Brahman’a sadık ve Brahman’da sabit olan altı kişi en yüce Brahman’ı arıyorlardı. Muhterem Pippalada’nın onlara bunu açıklayabileceğini düşündüler ve ellerine öğrenciler gibi fener alıp ona vardılar.

Rişi onlara dedi ki; “Kefaret, perhiz ve imanla orada bir yıl daha kalın; sonra istediğiniz soruları sorabilirsiniz ve onları bilirsek size hepsini açıklarız.”

Birinci Soru:
Bir yıl geçtikten sonra altı kişiden biri olan Kabandhin Katyayana ona vardı ve sordu: “Efendim, bu mahlûkat nereden geldi?”

Rişi cevap verdi: “Prajapati, tüm yaratılanların efendisi, mahlûkat olmasını arzu etti. Kefaret ödedi ve bunu yaptıktan sonra ona türlü yollardan mahlûkat peyda edeceğini düşünerek bir çifti; maddeyi (rayi) ve ruhu (Prana) meydana getirdi.

Güneş ruh, ay da maddedir. Bedeni olan ve olmayan tüm bunlar maddedir; beden muhakkak ki maddedir.

Aditya – güneş – doğduğunda Doğuya yönelir ve ışınlarına Doğu ruhlarını alır. Güneyi, Batıyı, Kuzeyi, Başucu Noktasını, aradaki mıntıkaları ve her şeyi aydınlattığında da tüm ruhları ışınlarına alır.

Ruh olarak, ateş olarak tüm biçimlere bürünür ve tüm insanlara ait olan Vaişvanara (Vaishvanara) olarak yükselir. Şu dizede anlatılmıştır bu;

‘Tüm biçimlere bürüneni, bilgisi sonsuz altın renkliyi, görkemi içinde tek başına en yükseğe çıkıp bizi ısıtanı bildiler; yüz yerde konaklayan, tüm yaratılanların ruhu olan bin ışınlı güneş yükseliyor.’
Yıl muhakkak ki Prajapati’dir ve onun iki yolu vardır; Kuzey ve Güney. Burada kurbanlara ve hayır işi olarak armağanlara inanıp yerine getirenler müstakbel dünyaları olarak yalnızca ayı kazanıp geri dönerer. Bu sebeple soy – sop dileyen Rişiler Güney’e giderler ki, Babaların yolu olan o yol maddedir (rayi).

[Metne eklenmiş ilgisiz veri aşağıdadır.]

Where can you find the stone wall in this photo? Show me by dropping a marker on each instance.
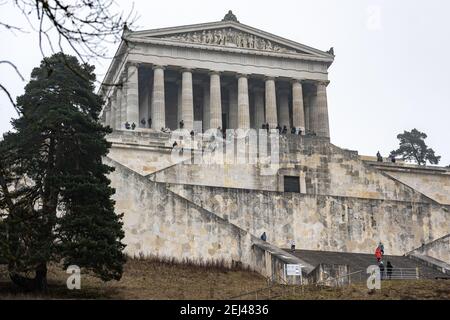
(158, 222)
(322, 168)
(344, 205)
(438, 249)
(328, 223)
(435, 185)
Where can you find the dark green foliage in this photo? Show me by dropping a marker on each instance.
(413, 148)
(55, 197)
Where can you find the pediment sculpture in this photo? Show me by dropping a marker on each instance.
(232, 38)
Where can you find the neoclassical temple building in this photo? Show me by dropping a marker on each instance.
(217, 75)
(323, 198)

Fakat kefaret, perhiz, iman ve bilgiyle Ben’i arayanlar Kuzey yoluyla Aditya’yı – güneşi – kazanırlar. Burası ruhların, ölümsüzlerin tehlikelerden uzak ve en yüce yurdudur. Burası son olduğundan bir daha geriye dönmezler. Şkoka (Shloka) şöyle denir;

‘Kimileri ona beş ayaklı (beş mevsim) baba, göğün en yüksek yarısındaki yağmur yağdıran on iki şekilli (on iki ay) der; kimileri de bilgenin aşağı yarıda olduğunu söyler, yedi tekerlekli ve altıparmaklı arabada.’

Ay Prapajati’dir; karanlık yarısı madde, aydınlık yarısı ruhtur. Bu sebeple kimi Rişiler kurbanı aydınlık yarıda, kimileri de karanlık yarıda yerine getirirler.

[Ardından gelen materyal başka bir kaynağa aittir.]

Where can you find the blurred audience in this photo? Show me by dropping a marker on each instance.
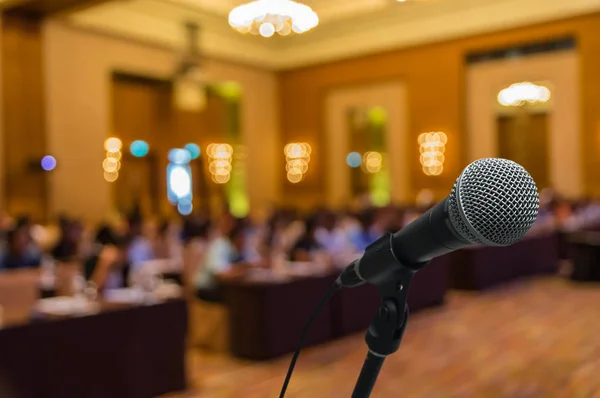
(206, 250)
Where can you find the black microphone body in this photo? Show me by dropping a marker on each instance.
(493, 202)
(429, 236)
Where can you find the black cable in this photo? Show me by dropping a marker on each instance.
(334, 288)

Gündüz ve Gece Prajapati’dir. Tohumlar ondan çıkar, doğan yaratıklar da tohumdan.

Prajapati’nin bu kuralını gözetenler bir çift meydana getirirler; buradaki Brahma-alemi onlara aittir. Fakat kefaret, perhiz ve hakikatin içlerinde yer ettiği kimseler gelince,

Saf-Brahma alemi onlara aittir; onlara, yani içlerinde eğri, sahte hiçbir şeyin olmadığı, kurnazlığın olmadığı kimselere.

İkinci Soru:
Sonra Bhargava Vaidarbhi ona sordu: “Efendim, bu yaratılanları kaç tanrı ayakta tutar, kaçı bunu belli eder ve içlerinden hangisi en iyisidir?”

Rişi cevap verdi: “Esirdir o tanrı –rüzgâr, ateş, su, toprak, dil, zihin, göz ve kulak. Bunlar güçlerini belli ettiklerinde derler ki; “Her birimiz bu bedeni taşır ve ayakta tutarız.”

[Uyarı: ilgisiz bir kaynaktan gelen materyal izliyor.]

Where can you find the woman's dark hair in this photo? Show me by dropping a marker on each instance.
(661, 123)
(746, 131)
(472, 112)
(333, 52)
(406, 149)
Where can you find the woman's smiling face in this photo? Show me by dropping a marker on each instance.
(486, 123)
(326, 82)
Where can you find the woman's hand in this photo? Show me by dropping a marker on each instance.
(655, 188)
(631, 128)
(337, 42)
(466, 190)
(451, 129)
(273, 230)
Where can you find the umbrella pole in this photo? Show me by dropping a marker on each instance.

Sonra en iyisi olarak Prana –nefes, ruh, can- onlara dedi ki: “Aldanmayın, bu bedeni beşe bölünerek ben taşır ve ayakta tutarım.”

Şüphelendiler, o da mağrur, gider gibi yaptı. Onun çıkmasıyla hepsi çıktılar, o dönünce diğerleri de döndüler. Arı beyi çıktığında öbür arılar nasıl gider, o dönünce de dönerlerse, dil, zihin, göz ve kulak da öyle döndüler ve hoşnut olarak Prana’yı övüp şöyle dediler;

“O Agni’dir (ateş), o Surya (güneş) gibi parlar, o Parjanya’dır (yağmur), güçlü olan (İndra), o Vayu’dur (rüzgâr), o toprak, madde, Tanrı’dır – olan ve olmayan neyse odur, ölümsüz olan neyse odur.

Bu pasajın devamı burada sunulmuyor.